Sappiamo che l’esercizio fisico è uno dei modi più efficaci per contenerla.
Ma la domanda è: può il cibo, nelle sue forme più pure e naturali, aiutarci a spegnere lentamente questo fuoco invisibile?
Il cacao, tra tradizione e scienza
Tra gli alimenti che la tradizione e la scienza moderna si contendono come elisir di longevità, il cacao occupa un posto speciale. Fin dai tempi dei Maya e degli Aztechi era considerato una “bevanda degli dei” – Theobroma cacao – usato nei rituali e come medicina.
Oggi la ricerca conferma questa intuizione antica: i suoi flavanoli, composti bioattivi dal potere antiossidante e antinfiammatorio, proteggono i vasi sanguigni e migliorano la pressione arteriosa, la sensibilità insulinica e persino l’umore.
Lo studio COSMOS e la prova dell’età
Da questi indizi è nato un ampio studio clinico, parte del progetto COSMOS, che ha indagato se l’estratto di cacao potesse davvero rallentare i processi infiammatori associati all’età.
Nel trial, 598 adulti sani di circa 70 anni – senza tumori né malattie cardiovascolari – sono stati seguiti per due anni.
Metà ha ricevuto ogni giorno due capsule di estratto di cacao (500 mg di flavanoli totali, di cui 80 mg di epicatechina), l’altra metà un placebo.
Nel sangue sono stati monitorati i principali marcatori dell’inflammaging: proteina C-reattiva, interleuchina-6, TNF-α, e IL-10, una citochina antinfiammatoria.
I risultati: meno infiammazione
L’effetto più netto si è visto sulla proteina-C-reattiva (PCR), un marcatore estremamente sensibile dell’infiammazione sistemica e del rischio cardiovascolare.
Nel gruppo placebo, come previsto con l’avanzare dell’età, la PCR è aumentata del 5,5% all’anno. Nel gruppo cacao, al contrario, è diminuita del 3,3% all’anno – una differenza significativa, pari a un divario di 8,4% ogni anno.
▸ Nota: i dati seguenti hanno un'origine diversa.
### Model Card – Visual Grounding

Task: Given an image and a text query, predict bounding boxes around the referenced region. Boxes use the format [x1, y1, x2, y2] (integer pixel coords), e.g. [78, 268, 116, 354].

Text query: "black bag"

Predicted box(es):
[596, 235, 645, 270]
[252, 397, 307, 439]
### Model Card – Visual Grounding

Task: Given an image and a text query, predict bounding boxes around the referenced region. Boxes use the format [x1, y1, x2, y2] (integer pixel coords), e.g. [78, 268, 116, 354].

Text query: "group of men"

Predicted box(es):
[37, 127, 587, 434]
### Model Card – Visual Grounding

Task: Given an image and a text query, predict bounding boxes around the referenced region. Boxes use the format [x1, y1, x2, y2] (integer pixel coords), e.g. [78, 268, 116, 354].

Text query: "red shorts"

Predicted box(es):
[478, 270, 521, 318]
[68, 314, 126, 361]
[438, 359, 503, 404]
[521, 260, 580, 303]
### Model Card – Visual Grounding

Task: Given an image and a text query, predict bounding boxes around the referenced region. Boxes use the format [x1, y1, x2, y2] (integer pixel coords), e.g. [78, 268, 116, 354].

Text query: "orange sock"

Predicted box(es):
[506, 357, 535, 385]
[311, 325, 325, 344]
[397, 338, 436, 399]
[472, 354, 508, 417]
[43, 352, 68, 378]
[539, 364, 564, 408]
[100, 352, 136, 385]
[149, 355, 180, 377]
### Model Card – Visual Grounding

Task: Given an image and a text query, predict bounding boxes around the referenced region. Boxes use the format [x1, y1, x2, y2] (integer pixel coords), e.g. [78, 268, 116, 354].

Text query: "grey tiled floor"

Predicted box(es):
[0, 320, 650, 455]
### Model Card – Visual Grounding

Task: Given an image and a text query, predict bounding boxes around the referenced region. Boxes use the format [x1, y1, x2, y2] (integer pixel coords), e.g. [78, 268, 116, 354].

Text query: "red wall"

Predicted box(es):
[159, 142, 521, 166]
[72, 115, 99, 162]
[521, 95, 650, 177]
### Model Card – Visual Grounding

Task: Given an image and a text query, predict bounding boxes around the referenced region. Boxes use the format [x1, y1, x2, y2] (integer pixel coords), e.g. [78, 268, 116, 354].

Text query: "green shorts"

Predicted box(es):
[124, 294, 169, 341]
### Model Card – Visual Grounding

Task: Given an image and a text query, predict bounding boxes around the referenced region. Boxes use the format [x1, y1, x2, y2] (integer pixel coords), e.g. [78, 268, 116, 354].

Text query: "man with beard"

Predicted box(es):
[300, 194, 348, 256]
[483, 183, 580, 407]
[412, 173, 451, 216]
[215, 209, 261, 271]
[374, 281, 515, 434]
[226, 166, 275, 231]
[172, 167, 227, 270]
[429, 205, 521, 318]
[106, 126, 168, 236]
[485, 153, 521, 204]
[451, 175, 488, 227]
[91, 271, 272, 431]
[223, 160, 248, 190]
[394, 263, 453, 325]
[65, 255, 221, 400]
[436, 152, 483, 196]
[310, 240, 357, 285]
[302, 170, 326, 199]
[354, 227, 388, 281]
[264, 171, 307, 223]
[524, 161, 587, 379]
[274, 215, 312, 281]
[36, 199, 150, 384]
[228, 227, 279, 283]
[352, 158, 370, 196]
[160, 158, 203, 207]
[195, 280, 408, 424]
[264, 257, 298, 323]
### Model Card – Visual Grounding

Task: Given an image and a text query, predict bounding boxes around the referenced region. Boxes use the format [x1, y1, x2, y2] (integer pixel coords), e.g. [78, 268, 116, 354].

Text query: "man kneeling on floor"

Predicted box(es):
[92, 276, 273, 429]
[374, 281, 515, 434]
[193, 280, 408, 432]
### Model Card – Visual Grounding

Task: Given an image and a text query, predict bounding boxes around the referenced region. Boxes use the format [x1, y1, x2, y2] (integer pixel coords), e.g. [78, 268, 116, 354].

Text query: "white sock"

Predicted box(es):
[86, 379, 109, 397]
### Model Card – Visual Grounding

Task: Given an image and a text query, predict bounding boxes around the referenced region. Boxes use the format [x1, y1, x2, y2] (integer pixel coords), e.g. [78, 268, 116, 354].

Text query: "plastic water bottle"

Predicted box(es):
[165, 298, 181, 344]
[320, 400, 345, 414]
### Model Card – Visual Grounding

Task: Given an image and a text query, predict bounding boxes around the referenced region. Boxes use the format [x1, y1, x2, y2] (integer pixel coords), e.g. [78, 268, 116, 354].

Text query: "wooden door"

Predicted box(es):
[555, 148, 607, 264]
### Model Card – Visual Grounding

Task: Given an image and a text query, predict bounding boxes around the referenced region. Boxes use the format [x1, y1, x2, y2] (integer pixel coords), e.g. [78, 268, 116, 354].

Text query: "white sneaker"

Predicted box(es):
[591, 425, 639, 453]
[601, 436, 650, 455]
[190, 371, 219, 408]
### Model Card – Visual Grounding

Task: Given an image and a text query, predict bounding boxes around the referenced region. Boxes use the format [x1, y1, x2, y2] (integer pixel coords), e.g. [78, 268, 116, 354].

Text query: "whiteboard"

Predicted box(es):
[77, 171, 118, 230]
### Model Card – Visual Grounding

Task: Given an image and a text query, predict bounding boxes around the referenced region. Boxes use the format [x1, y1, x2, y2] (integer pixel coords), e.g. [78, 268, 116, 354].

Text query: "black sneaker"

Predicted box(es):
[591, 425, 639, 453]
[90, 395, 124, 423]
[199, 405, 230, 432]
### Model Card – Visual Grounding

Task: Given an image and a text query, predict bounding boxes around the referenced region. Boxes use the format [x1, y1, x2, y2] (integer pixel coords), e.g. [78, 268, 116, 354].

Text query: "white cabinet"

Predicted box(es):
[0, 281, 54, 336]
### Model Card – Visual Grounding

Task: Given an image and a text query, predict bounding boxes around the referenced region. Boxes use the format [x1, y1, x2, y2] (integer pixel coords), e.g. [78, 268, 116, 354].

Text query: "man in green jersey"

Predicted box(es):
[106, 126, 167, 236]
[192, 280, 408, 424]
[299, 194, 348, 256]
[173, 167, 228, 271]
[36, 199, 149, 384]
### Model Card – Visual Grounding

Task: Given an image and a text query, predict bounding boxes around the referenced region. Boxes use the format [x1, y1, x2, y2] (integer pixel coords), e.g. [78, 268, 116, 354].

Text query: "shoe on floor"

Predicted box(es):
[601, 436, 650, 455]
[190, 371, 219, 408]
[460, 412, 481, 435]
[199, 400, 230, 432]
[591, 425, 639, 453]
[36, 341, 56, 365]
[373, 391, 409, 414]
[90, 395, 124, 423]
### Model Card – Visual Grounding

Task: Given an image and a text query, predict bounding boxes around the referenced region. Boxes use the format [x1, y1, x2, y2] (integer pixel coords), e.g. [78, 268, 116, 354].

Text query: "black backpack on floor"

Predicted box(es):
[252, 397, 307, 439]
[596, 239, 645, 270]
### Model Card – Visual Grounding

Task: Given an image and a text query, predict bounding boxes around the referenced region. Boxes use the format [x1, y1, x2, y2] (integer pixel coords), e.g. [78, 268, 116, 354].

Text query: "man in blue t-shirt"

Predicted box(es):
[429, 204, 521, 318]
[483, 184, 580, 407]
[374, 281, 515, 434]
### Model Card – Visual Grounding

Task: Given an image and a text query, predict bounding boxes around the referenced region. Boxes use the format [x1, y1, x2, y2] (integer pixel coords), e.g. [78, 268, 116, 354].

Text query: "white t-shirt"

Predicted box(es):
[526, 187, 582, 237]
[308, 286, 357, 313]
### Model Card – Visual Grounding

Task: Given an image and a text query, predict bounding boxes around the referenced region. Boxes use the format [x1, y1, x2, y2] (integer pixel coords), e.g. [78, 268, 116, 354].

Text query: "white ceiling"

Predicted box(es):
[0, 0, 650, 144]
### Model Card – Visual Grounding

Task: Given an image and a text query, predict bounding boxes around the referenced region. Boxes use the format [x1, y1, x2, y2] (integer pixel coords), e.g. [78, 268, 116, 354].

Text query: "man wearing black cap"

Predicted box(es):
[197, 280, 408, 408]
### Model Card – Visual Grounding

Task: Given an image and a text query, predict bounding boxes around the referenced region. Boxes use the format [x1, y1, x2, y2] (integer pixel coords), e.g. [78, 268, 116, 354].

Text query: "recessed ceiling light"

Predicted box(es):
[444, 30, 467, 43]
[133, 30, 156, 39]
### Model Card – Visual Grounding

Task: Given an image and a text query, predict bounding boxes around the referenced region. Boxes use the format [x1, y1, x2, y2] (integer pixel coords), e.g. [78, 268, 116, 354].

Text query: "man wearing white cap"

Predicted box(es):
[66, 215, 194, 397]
In termini assoluti, dopo due anni, la PCR era cresciuta di +0,51 mg/L nel gruppo placebo, mentre era rimasta quasi invariata (-0,002 mg/L) nel gruppo cacao.
L’effetto era ancora più marcato nei partecipanti con infiammazione più alta all’inizio (PCR ≥10 mg/L), nei quali si osservava una riduzione del 37,9% l’anno rispetto al placebo.
Secondo le meta-analisi, riduzioni di PCR di questa entità si associano a una diminuzione del rischio cardiovascolare tra il 7% e il 23% – in linea con i risultati del trial principale COSMOS, che aveva già segnalato una riduzione del 27% della mortalità cardiovascolare nei soggetti che assumevano regolarmente l’estratto di cacao. Puoi leggere l’articolo completo qui: Cacao, il superfood che protegge il cuore
Un piccolo gesto, un grande potenziale
Il cacao non è una panacea. Ma l’idea che un alimento antico, ricco di molecole nate dal sole e dal seme, possa attenuare l’infiammazione silenziosa dell’età ci ricorda una verità semplice: il cibo partecipa attivamente alla nostra salute — o alla sua assenza.
Forse, allora, chiudere il pasto con un pezzetto di cioccolato fondente — quello vero, amaro e ricco di flavanoli — non è solo un piacere. È anche un piccolo atto di cura quotidiana.
Fonti
Sidong Li, Rikuta Hamaya, Haidong Zhu, et al. Effects of 2-year cocoa extract supplementation on inflammaging biomarkers in older US adults: findings from the COcoa Supplement and Multivitamin Outcomes Study randomised clinical trial, Age and Ageing, Volume 54, Issue 9, September 2025, afaf269, https://doi.org/10.1093/ageing/afaf269
Sesso HD, Manson JE, Aragaki AK, et al; COSMOS Research Group. Effect of cocoa flavanol supplementation for the prevention of cardiovascular disease events: the COcoa Supplement and Multivitamin Outcomes Study (COSMOS) randomized clinical trial. Am J Clin Nutr. 2022 Jun 7;115(6):1490-1500. doi: 10.1093/ajcn/nqac055.